A eleição presidencial na Colômbia, no próximo domingo (29), só perde em relevância política na América Latina para a disputa no Brasil, em outubro. O que os eleitores do país vizinho decidirem nas urnas irá ditar os rumos do subcontinente, em especial dirá se uma nova onda de esquerda, iniciada com a vitória de Gabriel Boric, no Chile, em dezembro, se consolidará.
Por enquanto, pode-se dizer que há outra onda poderosa - e perigosa para a democracia - em movimento. A insatisfação da população com os partidos tradicionais e a descrença nas instituições, em parte frutos da corrupção que, em maior ou menor graus, nos irmana como latino-americanos.

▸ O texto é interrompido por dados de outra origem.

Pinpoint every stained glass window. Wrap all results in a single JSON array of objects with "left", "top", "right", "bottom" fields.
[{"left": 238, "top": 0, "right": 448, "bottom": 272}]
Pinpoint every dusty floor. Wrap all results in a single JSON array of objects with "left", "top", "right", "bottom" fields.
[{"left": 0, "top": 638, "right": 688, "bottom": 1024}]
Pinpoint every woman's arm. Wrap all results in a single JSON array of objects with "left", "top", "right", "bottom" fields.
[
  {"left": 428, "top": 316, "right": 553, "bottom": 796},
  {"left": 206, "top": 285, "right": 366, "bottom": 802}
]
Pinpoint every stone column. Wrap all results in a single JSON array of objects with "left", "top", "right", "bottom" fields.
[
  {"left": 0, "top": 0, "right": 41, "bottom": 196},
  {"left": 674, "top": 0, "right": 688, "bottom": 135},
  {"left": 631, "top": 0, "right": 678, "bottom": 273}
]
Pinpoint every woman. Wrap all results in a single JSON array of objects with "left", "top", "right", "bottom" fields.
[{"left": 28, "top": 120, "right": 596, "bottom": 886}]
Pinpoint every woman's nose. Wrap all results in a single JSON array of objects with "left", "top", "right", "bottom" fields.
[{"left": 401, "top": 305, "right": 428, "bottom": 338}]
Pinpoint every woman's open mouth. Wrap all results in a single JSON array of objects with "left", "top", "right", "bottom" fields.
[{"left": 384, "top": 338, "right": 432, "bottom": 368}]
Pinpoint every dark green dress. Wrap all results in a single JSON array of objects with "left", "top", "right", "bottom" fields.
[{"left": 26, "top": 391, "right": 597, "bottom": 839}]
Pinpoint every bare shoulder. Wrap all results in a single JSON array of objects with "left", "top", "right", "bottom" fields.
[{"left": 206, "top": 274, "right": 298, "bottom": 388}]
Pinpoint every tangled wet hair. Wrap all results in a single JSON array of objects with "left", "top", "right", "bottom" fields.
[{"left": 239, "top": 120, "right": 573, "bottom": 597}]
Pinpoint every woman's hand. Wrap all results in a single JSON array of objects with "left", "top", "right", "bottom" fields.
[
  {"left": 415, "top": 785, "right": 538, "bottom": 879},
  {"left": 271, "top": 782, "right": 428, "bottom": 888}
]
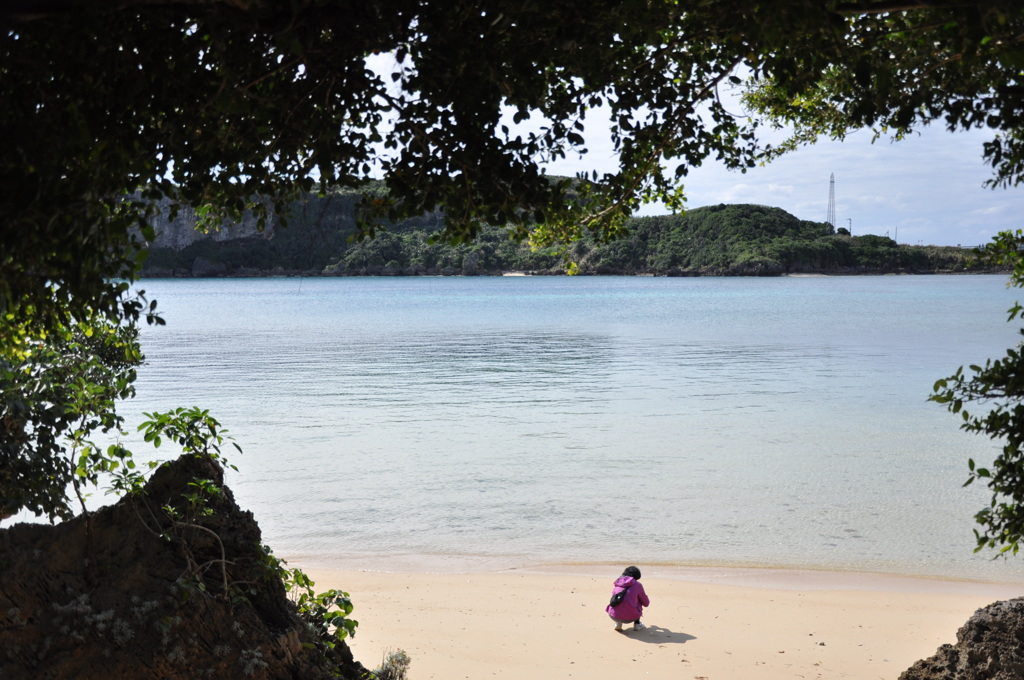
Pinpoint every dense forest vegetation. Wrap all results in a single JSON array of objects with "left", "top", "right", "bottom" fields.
[{"left": 143, "top": 187, "right": 980, "bottom": 277}]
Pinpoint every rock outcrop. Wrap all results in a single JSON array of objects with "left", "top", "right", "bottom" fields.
[
  {"left": 899, "top": 598, "right": 1024, "bottom": 680},
  {"left": 0, "top": 456, "right": 366, "bottom": 680}
]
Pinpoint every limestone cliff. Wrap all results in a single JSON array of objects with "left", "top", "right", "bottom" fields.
[
  {"left": 899, "top": 598, "right": 1024, "bottom": 680},
  {"left": 0, "top": 456, "right": 366, "bottom": 680}
]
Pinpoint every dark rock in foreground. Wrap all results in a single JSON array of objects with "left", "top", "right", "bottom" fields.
[
  {"left": 899, "top": 598, "right": 1024, "bottom": 680},
  {"left": 0, "top": 456, "right": 365, "bottom": 680}
]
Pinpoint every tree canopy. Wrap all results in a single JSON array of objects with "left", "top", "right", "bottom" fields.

Esse cansaço da política tradicional leva a campanha colombiana a dois fenômenos curiosos: a possibilidade de, pela primeira vez, a esquerda chegar ao poder no país historicamente governo pelas elites liberais e conservadoras; e a ascensão de um candidato que se proclama antissistema, oriundo da direita radical, que promete passar o país a limpo.
A única certeza, segundo as pesquisas, é que não teremos o resultado em primeiro turno. O esquerdista Gustavo Petro, economista, senador e ex-integrante do M-19 (Movimento 19 de Abril), grupo guerrilheiro que aterrorizou o país nos anos 1970 e 1980 até largar as armas e ingressar na política, tem 41% da preferência. Ele é seguido do ex-prefeito de Medellín Federico Gutiérrez (27%), representante da centro-direita. O fenômeno dos últimos dias de campanha, no entanto, é Rodolfo Hernández, empresário, ex-prefeito de Bucaramanga, conhecido como "Trump colombiano", que passou de 8,2% da preferência, em março, para 20,3%, em maio. O segundo turno está marcado para 19 de junho.
Hernández soube capitalizar a insatisfação dos colombianos. Filho de agricultor, ele conseguiu se tornar um dos homens mais ricos do país, o que passa a imagem aos eleitores de que "não vai roubar". Como Donald Trump, o candidato de 77 anos financia a própria campanha, ancorada nas redes sociais, o que lhe valeu outro apelido: "Velhinho do TikTok", graças a vídeos folclóricos. Seu lema é acabar com a corrupção e com os privilégios. Recentemente, ele recebeu o apoio da ex-candidata presidencial Ingrid Betancourt, que ficou seis anos como refém da guerrilha Forças Armadas Revolucionárias da Colômbia (Farc).
Aliás, Hernández, que já elogiou Adolf Hitler, tem duas histórias trágicas relacionadas à guerra civil que ensanguentou o país: seu pai ficou quatro meses nas mãos das Farc, e sua filha foi sequestrada por outro grupo guerrilheiro, o Exército de Libertação Nacional (ELN), em 2004. Ela nunca reapareceu.
Já Petro, o favorito, hoje com 62 anos, combateu o Estado até o início dos anos 1990, como militante do M-19, grupo conhecido por uma das ações mais terríveis da história da Colômbia. Em 1985, a organização invadiu o Palácio da Justiça, no centro de Bogotá, fazendo mais de 300 reféns - entre eles, 23 juízes da Suprema Corte. Eles exigiam a presença do então presidente Belisário Betancur para ser julgado por "crimes contra o povo colombiano". O exército colombiano invadiu o prédio, dando início a uma batalha de 27 horas na qual morreram todos os 35 guerrilheiros e 65 reféns. O grupo deu adeus às armas em 1989, integrando-se à política tradicional.
Petro ficou um tempo exilado na Europa e retornou ao país, onde tornou-se congressista e depois prefeito de Bogotá (2012-2015). Se vencer, o velho inimigo da caserna será o comandante de 228 mil soldados, a segunda maior forças armadas do subcontinente, depois do Brasil.
Ambos os candidatos falam em "paz", a palavra mais repetida na campanha. Mas a disputa presidencial mais polarizada da história recente da Colômbia pouco abre margem para imaginarmos um futuro otimista.